School of Global Integrative Studies

 

Date of this Version

2011

Document Type

Article

Citation

Chapter 6 in The Archaeology of Maritime Landscapes (Ben Ford, ed.), pp. 99–128. When the Land Meets the Sea Series. New York, Springer, 2011.

Comments

Copyright © 2011 Springer Science+Business Media, LLC. Used by permission.

Abstract

Recent research at Hare Harbor on the Quebec Lower North Shore in the northeastern Gulf of St. Lawrence reveals great potential for archaeological and historical research on Basque and other early European activities in the northwestern North Atlantic. Although considerable data have been retrieved from Red Bay, Labrador, and a few other sixteenth-century sites in the Strait of Belle Isle and Gulf of St. Lawrence, archaeological knowledge of the early European phase of North American history in this region is limited, and information about post-sixteenth-century Basque occupations is nearly nonexistent. This chapter reports on a multicomponent site with late sixteenth-century Basque and late seventeenth/ early eighteenth–century European (possibly Basque) and Inuit occupations at Hare Harbor, Petit Mécatina Island, 200 km west of the Strait of Belle Isle. The later historic occupation includes hearths, middens, and ballast piles from adjacent land and underwater sites. In addition to domestic cooking hearths and ballast piles associated with the sixteenth-century Basque occupation, the site’s later component contains two structures with paved stone floors, one interpreted as a cookhouse and the other as a blacksmith shop. The ethnic/national origin of these structures, which in earlier reports was designated as Basque on the basis of coarse earthenwares and large amounts of roof tiles, is now equivocal. Excavations in 2009 revealed a sixteenth-century Basque component adjacent to and deeper than the cookhouse (Structure 1) paved floor, raising the possibility that the cookhouse and blacksmith deposits may have a north Biscayan or Channel origin. Excavation also revealed a Labrador Inuit settlement that may be contemporary with the later European occupation. Information recovered from the European and Inuit contexts documents changing economic, social, and political conditions, including the appearance of Inuit in the Gulf of St. Lawrence and their participation in a European cod fishery at Hare Harbor. Given the breadth of activity, changes in technology and economy, and complex international and ethnic relations, a maritime landscape approach that links shore deposits with those from the underwater site over a period of more than 100 years provides a useful framework for interpreting the many strands of evidence from this small but fascinating site situated at the interface of European and Native nations, cultures, and traditions.

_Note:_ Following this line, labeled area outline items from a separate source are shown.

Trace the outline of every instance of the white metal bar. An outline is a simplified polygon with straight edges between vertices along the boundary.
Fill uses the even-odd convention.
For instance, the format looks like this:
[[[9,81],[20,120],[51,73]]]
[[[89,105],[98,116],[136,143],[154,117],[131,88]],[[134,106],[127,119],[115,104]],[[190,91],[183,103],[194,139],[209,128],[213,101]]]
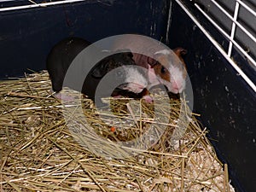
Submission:
[[[64,1],[44,3],[38,3],[38,4],[31,4],[31,5],[21,5],[21,6],[9,7],[9,8],[1,8],[0,12],[26,9],[31,9],[31,8],[44,8],[47,6],[72,3],[76,3],[76,2],[85,2],[85,1],[88,1],[88,0],[64,0]]]
[[[225,15],[227,15],[233,22],[236,24],[236,26],[241,29],[255,44],[256,44],[256,38],[249,32],[243,26],[241,26],[236,20],[234,18],[223,8],[218,4],[215,0],[212,0],[212,2]]]
[[[256,85],[252,82],[252,80],[241,71],[241,69],[234,62],[234,61],[228,56],[226,52],[219,45],[219,44],[207,32],[204,27],[199,23],[197,19],[188,10],[188,9],[180,2],[180,0],[175,0],[179,6],[183,9],[183,11],[190,17],[190,19],[195,23],[195,25],[200,28],[200,30],[206,35],[206,37],[212,42],[212,44],[218,49],[218,51],[223,55],[223,56],[230,63],[230,65],[236,69],[236,71],[240,74],[240,76],[248,84],[248,85],[256,92]]]
[[[236,2],[236,7],[235,7],[235,12],[234,12],[234,17],[233,20],[237,20],[237,15],[238,15],[238,11],[239,11],[239,3]],[[235,32],[236,32],[236,22],[233,21],[232,23],[232,28],[231,28],[231,34],[230,38],[234,40],[234,37],[235,37]],[[232,53],[232,48],[233,48],[233,43],[232,41],[230,41],[230,45],[229,45],[229,50],[228,50],[228,56],[231,56],[231,53]]]
[[[204,15],[206,18],[221,33],[223,33],[230,41],[233,43],[233,44],[237,47],[237,49],[256,67],[256,61],[247,54],[246,50],[244,50],[239,44],[230,38],[230,35],[227,34],[206,12],[204,12],[200,6],[195,3],[195,6]]]
[[[238,2],[242,7],[244,7],[247,11],[249,11],[251,14],[253,14],[254,15],[254,17],[256,17],[256,12],[254,10],[253,10],[253,9],[251,9],[249,6],[247,6],[246,3],[244,3],[241,0],[236,0],[236,2]]]

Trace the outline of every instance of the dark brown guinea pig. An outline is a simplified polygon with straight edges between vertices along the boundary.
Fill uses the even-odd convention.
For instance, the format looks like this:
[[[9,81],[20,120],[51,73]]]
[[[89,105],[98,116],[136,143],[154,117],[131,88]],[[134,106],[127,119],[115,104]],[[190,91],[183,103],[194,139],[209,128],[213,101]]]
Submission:
[[[90,43],[84,39],[67,38],[57,43],[49,52],[46,60],[46,68],[51,79],[52,90],[55,92],[55,97],[62,100],[73,100],[72,97],[63,96],[58,92],[62,90],[65,75],[72,61],[78,54],[89,45],[90,45]],[[98,49],[98,51],[102,50]],[[87,77],[85,77],[82,90],[76,87],[70,88],[79,91],[81,90],[83,94],[95,99],[96,87],[102,79],[113,69],[121,67],[119,70],[113,73],[113,79],[115,82],[126,83],[119,84],[118,88],[136,94],[142,92],[148,86],[148,81],[143,70],[131,67],[136,66],[132,59],[132,54],[119,51],[110,52],[110,54],[112,55],[100,61],[92,67]],[[128,67],[128,66],[130,67]],[[105,88],[106,96],[101,95],[100,96],[110,96],[108,86]]]

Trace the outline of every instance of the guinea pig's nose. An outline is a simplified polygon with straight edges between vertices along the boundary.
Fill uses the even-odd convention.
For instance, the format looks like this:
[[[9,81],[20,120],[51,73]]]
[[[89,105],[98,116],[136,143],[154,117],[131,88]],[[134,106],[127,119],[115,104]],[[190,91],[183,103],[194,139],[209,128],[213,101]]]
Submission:
[[[173,93],[179,93],[180,90],[180,86],[178,86],[178,84],[176,82],[172,82],[172,92]]]

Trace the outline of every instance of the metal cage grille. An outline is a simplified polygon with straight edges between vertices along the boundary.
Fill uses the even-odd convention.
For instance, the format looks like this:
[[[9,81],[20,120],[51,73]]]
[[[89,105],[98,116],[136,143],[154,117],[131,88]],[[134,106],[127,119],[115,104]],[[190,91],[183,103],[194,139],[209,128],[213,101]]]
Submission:
[[[200,13],[229,41],[229,46],[226,48],[219,44],[189,11],[183,3],[188,0],[176,0],[176,2],[256,92],[256,86],[253,79],[247,76],[232,58],[232,52],[236,49],[247,60],[256,76],[255,3],[252,0],[189,0]]]

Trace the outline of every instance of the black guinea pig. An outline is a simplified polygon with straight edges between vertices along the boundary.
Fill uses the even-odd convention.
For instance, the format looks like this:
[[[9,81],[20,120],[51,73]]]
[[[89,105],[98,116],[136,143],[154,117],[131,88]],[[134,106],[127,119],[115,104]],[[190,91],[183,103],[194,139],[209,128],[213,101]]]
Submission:
[[[57,43],[50,50],[46,60],[46,68],[52,83],[52,90],[55,96],[65,100],[69,97],[58,96],[58,92],[62,90],[63,81],[67,71],[74,58],[86,47],[91,44],[79,38],[67,38]],[[99,51],[102,51],[99,49]],[[118,85],[115,90],[125,90],[133,93],[141,93],[147,86],[148,80],[145,72],[139,67],[131,67],[136,66],[131,52],[111,52],[111,55],[96,63],[90,71],[83,87],[78,90],[75,86],[70,87],[81,92],[89,97],[95,99],[96,87],[102,79],[112,70],[121,67],[113,73],[112,80],[116,82],[126,82]],[[111,87],[111,86],[110,86]],[[104,97],[111,95],[112,90],[108,90],[105,86],[105,93],[101,91],[99,96]],[[104,92],[103,91],[103,92]],[[111,91],[111,92],[109,92]]]

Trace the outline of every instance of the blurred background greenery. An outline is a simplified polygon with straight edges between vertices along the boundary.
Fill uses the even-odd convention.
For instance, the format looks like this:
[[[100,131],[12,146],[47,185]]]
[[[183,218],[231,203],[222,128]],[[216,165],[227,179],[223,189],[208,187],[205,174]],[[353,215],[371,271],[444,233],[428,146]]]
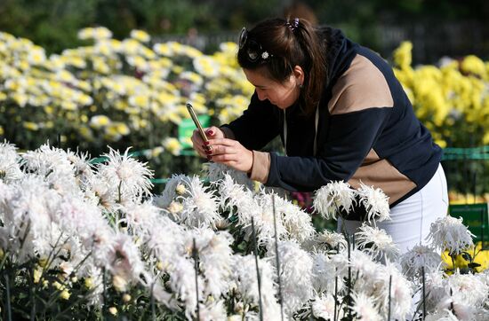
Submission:
[[[93,26],[108,27],[117,39],[143,29],[211,51],[222,40],[234,40],[243,26],[291,10],[342,28],[384,57],[403,40],[413,43],[414,63],[489,54],[485,0],[2,0],[0,30],[28,38],[49,53],[83,44],[76,32]]]
[[[132,146],[156,177],[196,173],[178,134],[184,105],[213,124],[240,114],[253,89],[232,43],[272,16],[340,27],[381,53],[442,147],[489,145],[485,0],[0,0],[0,139],[92,157]],[[454,192],[486,197],[488,151],[445,160]]]

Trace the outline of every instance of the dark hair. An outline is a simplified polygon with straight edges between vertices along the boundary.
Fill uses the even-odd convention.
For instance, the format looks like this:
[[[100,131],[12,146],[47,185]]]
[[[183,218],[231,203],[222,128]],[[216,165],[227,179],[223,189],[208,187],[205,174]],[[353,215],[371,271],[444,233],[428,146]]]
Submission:
[[[249,59],[246,44],[253,40],[261,45],[271,57]],[[316,29],[305,20],[293,21],[275,18],[260,22],[248,31],[246,43],[237,52],[237,62],[242,68],[262,67],[268,75],[284,82],[300,66],[304,71],[304,82],[299,97],[299,104],[306,114],[312,114],[327,82],[325,43],[322,43]]]

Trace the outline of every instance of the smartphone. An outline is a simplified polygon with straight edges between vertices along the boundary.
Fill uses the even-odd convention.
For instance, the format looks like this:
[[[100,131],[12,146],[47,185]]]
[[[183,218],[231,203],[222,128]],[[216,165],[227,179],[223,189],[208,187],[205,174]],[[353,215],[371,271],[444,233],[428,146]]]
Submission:
[[[200,134],[200,137],[202,137],[202,140],[204,142],[208,142],[209,139],[207,139],[207,136],[205,136],[205,133],[204,132],[204,129],[202,128],[202,125],[200,124],[200,121],[198,121],[197,115],[196,114],[196,112],[194,111],[194,107],[190,103],[187,103],[187,110],[188,111],[188,114],[190,114],[190,117],[192,117],[192,121],[194,121],[194,123],[196,124],[196,127],[197,128],[197,130]]]

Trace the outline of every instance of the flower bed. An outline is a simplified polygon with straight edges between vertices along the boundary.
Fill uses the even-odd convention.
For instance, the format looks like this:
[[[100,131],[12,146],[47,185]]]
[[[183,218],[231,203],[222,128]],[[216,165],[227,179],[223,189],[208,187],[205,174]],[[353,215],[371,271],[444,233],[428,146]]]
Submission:
[[[0,144],[3,319],[489,316],[487,270],[453,270],[439,254],[473,258],[461,220],[437,221],[429,244],[401,254],[375,227],[389,207],[369,186],[334,183],[314,196],[325,218],[362,199],[368,220],[353,241],[317,232],[280,191],[221,166],[209,164],[209,184],[175,175],[151,195],[145,164],[105,156],[92,166],[47,145],[19,154]]]

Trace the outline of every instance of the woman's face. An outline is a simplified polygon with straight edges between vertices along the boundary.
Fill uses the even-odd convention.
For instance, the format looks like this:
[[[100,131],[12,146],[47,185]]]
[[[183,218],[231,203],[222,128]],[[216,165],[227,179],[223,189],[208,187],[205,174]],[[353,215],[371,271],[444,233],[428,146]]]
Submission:
[[[280,109],[285,109],[293,106],[301,94],[300,80],[292,74],[285,82],[277,82],[265,76],[263,70],[243,69],[248,82],[256,89],[256,94],[260,100],[269,99],[270,103]]]

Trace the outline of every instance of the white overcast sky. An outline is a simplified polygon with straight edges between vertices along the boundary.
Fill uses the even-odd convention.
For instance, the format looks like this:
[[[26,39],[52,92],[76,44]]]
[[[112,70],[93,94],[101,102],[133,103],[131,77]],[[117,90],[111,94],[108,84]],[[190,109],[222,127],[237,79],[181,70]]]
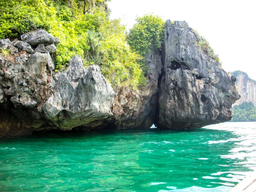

Utilization of the landscape concept for interpreting maritime anthropology and archaeological sites is relatively novel. Landscape archaeology has traditionally been applied at terrestrial sites to link archaeological components with their broader ecological and social settings, including subsistence resource zones, site hierarchies, settlement patterns, and regional economic networks. Recently, this concept has been extended to maritime anthropological studies in circumpolar and subantarctic settings, but it has rarely been a component of underwater archaeological inquiry. The fortuitous adjacency of both land and marine components at a Basque/European/Inuit site makes Hare Harbor an ideal case study for exploring the utility of the landscape approach in a maritime archaeology context.